There is significant difficulty faced by dairy farmers and the NZ dairy sector, particularly when attracting and retaining quality employees (Rolfe, 2017). The challenge of retaining talent and passion on NZ dairy farms is familiar for many.
A surveyed 49% of farm assistants on NZ dairy farms leave their employment in less than one year from starting (Federated Farmers & Rabobank, 2022). This is not sustainable for the dairy sector moving forward due to the associated financial burden and wellbeing concerns generated from high turnover on NZ dairy farms.
There is an abundance of literature and findings recognising the “soft skills” and human resources (“HR”) that can be altered to improve job satisfaction and retention in the NZ dairy sector. However, there is limited progress made on reducing overall turnover in the dairy sector over the last 10 years.
There is a gap in the literature, for the NZ dairy sector, among other sectors, considering how aspects of a farm system may influence employee job satisfaction and retention, why this may be the case and how valid solutions can be implemented.
This research is important given the current unsustainable turnover in the NZ dairy sector and the lack of progress seen at sector level in improving turnover statistics over the past decade.
To answer these research questions qualitative data was collected via a review of literature and 13 semi structured interviews. Each interviewee was unique as they either had a different role or set of responsibilities.
They were from different nationalities or backgrounds, had a wide range of farming experiences and were working on very different farm systems to one-another. As a farm systems consultant I have also been able to draw on my experience working with a range of farm businesses to inform the development of research questions as well as associated research and solutions.

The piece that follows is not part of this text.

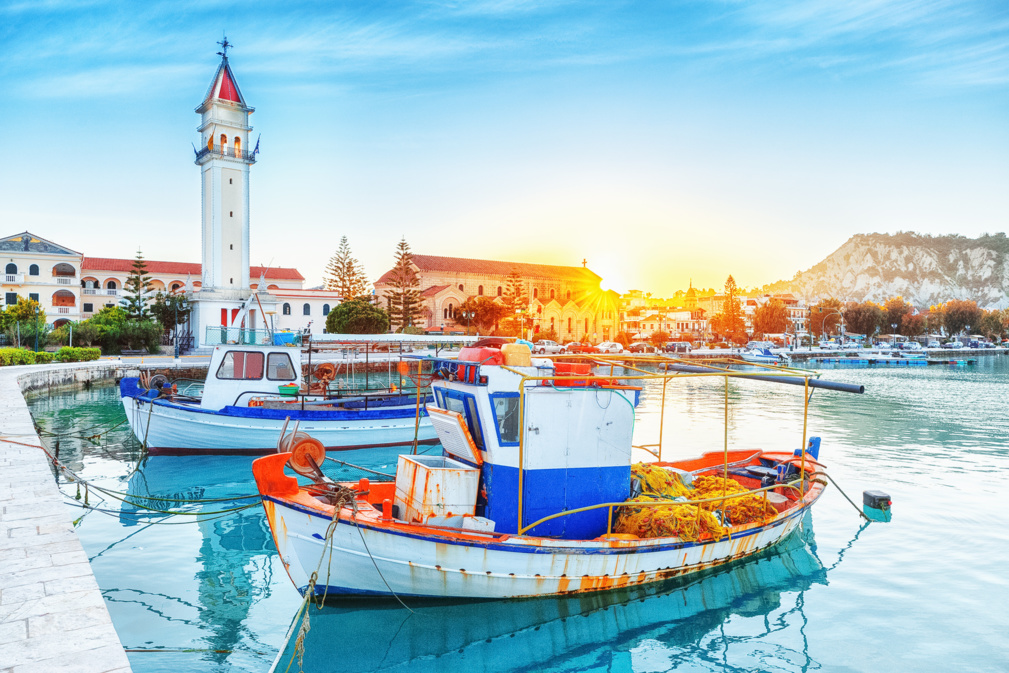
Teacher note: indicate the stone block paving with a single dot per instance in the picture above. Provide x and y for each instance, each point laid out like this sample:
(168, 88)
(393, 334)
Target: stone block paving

A thematic analysis was then conducted between the literature review and the interview findings. Common and contrasting themes were evaluated and conclusions were made from these findings. Some of the findings included:
- Various difficulties within a system build on one another having more of a multiplied, rather than summative, influence on job satisfaction and retention of NZ dairy farm employees.
- Actual tasks required to be completed are not necessarily what influences an employee’s job satisfaction and retention. There may be more effective improvements in job satisfaction and retention on NZ dairy farms if focusing on the internal task efficiencies, performance factors related to these tasks and ensuring the purpose of tasks are well understood by employees to then be able to include them in successive decision making.
- Understanding an individual’s strengths and passions before employing, or at the early stage of employment, will guide specific responsibilities best to provide this individual to improve their job satisfaction and chance of staying within the farm team.
Recommendations were then formed from these conclusions for individual farmers and the NZ dairy sector and are as follows:
- Consider examining each part of your specific farm system with all team members separately to gain understanding of the potential.
- Investigate job preferences of your farm team members and specifically any solutions they may have to the difficulties found within the system.
- Examine each individual’s strengths and passions before employing to guide their most suitable responsibilities and improve their job satisfaction and retention in your farm team.
- Commit to explaining the purpose (the “why”) of all aspects of the farm system and policies implemented on farm to employees to improve their engagement and satisfaction in the business and improve the chance of retaining them in your business.
- Complete and understand your specific farm’s total investment return and cash flow implications of any proposed change in your farm system.
For the NZ dairy sector:
- Showcase the “top performing farmers” as case studies online to inform the rest of the sector what system adjustments have helped, how they have been implemented and how they are continuously managed to improve staff satisfaction and retention.
- Commit to investigating more independent farm case studies to uncover further solutions and connections between farm systems and employee retention.
- Investigate the investment return and other benefits of various technologies discussed in this research along with other technologies or procedures available.
- Develop further farmer decision-support tools to be created to evaluate the economics of adopting new technologies on farms and allow for comparison with other technologies.